If you’re easily offended, and if you’ve never read Salman Rushdie’s work, then you might want to stay away from it.
Rushdie has a dark sense of humor and doesn’t mind poking at different aspects of culture and religion. After publishing Satanic Verses in 1988, Rushdie routinely received death threats. In 1989, Ayatolla Khomeini–Iran’s spiritual leader at the time–pronounced a fatwa calling for Rushdie’s execution. I’m guessing Rushdie doesn’t vacation in Iran. He’s still on the hit list of Islamic extremists, like Al Qaeda, to this day.
I’ll talk more about this next week…but, for now, let’s just say Rushdie probably doesn’t have a lot of tolerance for easily offended people.
NPR interviewed Rushdie about his latest novel, Two Years Eight Months and Twenty-Eight Nights, and I thought this bit was insightful:
It’s Rushdie’s first novel for adults in seven years, and the book might ruffle some feathers, but Rushdie’s not concerned. “Everything I write upsets somebody …” he tells NPR’s Scott Simon. “It’s an age in which everyone is upset all the time. All you have to do is look at the Internet. It’s full of people screaming at other people for saying things they don’t like.”

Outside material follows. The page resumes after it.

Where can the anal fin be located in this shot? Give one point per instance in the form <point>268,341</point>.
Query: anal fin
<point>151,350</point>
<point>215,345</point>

The best-selling author was the subject of death threats — and a fatwa calling for his assassination — after the publication of his 1988 Satanic Verses. He was knighted in 2007, and, at this point, doesn’t have a lot of time or patience for Internet outrage.
“I think we have to just turn that sound off and turn away from that unpleasant noise and just get on with doing what we do,” he says. “I think this is a funny book. A sense of humor is a useful tool when reading my work.”
The internet is an easy offended place. Even I’m shocked at how the most light-hearted of comments I make on this blog can completely set someone off. The Christian guy on the internet goes off about something an atheist said. The atheist guy on the internet goes off about something the Christian guy said. It’s just so much noise.
Do you agree with Rushdie? Why are we so easily offended these days?